19. The method of claim 11, wherein the permeation enhancer is a fatty alcohol present in an amount of between 0.1% and 2% by weight of the formulation.

20. The method of claim 11, further comprising an agent selected from the group consisting of gelling agents; permeation enhancers, preservatives, antioxidants, buffers, humectants, sequestering agents, moisturizers, surfactants, emollients, and any combination thereof.

21. The pharmaceutical composition of claim 1 provided in a unit dose container.

22. The pharmaceutical composition of claim 21, wherein the container is a packet or a vial, wherein the inner surface of the container optionally comprises a liner.

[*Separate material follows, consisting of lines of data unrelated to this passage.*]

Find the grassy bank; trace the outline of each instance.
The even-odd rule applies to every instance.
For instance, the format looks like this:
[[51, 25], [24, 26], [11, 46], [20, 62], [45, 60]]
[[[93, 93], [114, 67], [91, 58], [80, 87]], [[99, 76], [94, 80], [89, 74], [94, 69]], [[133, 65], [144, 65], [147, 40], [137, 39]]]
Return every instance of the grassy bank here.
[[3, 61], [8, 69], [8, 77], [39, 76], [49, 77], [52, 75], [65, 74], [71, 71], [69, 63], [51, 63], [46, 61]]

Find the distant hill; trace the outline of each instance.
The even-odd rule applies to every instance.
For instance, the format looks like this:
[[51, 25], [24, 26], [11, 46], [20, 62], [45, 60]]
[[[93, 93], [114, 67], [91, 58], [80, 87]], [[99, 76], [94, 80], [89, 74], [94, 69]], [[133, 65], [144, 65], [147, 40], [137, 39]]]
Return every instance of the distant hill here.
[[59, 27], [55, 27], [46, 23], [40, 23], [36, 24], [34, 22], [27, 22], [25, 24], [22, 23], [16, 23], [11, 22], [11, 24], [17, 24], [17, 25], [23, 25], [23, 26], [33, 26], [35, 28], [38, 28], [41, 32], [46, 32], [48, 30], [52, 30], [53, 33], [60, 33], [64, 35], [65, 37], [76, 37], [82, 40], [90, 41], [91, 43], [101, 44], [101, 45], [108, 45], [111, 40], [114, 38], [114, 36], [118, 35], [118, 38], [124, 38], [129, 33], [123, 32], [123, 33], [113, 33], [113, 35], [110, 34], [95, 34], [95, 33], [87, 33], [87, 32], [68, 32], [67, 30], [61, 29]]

23. The pharmaceutical composition of claim 22, wherein the packet is a flexible, foil packet and the liner is a polyethylene liner.

24. The pharmaceutical composition of claim 1 provided in a multiple dose container.

25. The pharmaceutical composition of claim 24, wherein the multiple dose container dispenses fixed or variable metered doses and optionally includes a stored-energy metered dose pump or a manual metered dose pump.

26. A method for administering an active agent to a human subject in need thereof, the method comprising: providing a gel for pharmaceutical drug delivery, comprising: a therapeutically effective amount of a nicotine compound, or a pharmaceutically acceptable salt thereof; a solvent system present in an amount sufficient to solubilize the nicotine and characterized in that it includes: (i) a pharmaceutically acceptable monoalkyl ether of diethylene glycol present in an amount of between about 1% and 30% by weight of the solvent system; (ii) a pharmaceutically acceptable glycol present in an amount of between about 1% and 30% by weight of the solvent system, with the monoalkyl ether of diethylene glycol and glycol being present in a weight ratio of 10:1 to 2:1 or 1:2 to 1:10; and (iii) a mixture of a C.sub.2 to C.sub.4 alcohol and water which mixture is present in an amount of between about 40% and 98% of the solvent system, wherein the C2 to C4 alcohol is present in an amount of about 5% to 80% of the mixture, and the water is present in an amount of about 20% to 95% of the mixture, applying one or more daily dose of the gel to a skin surface of the subject in an amount sufficient for the nicotine to achieve therapeutic concentration in the bloodstream of the subject.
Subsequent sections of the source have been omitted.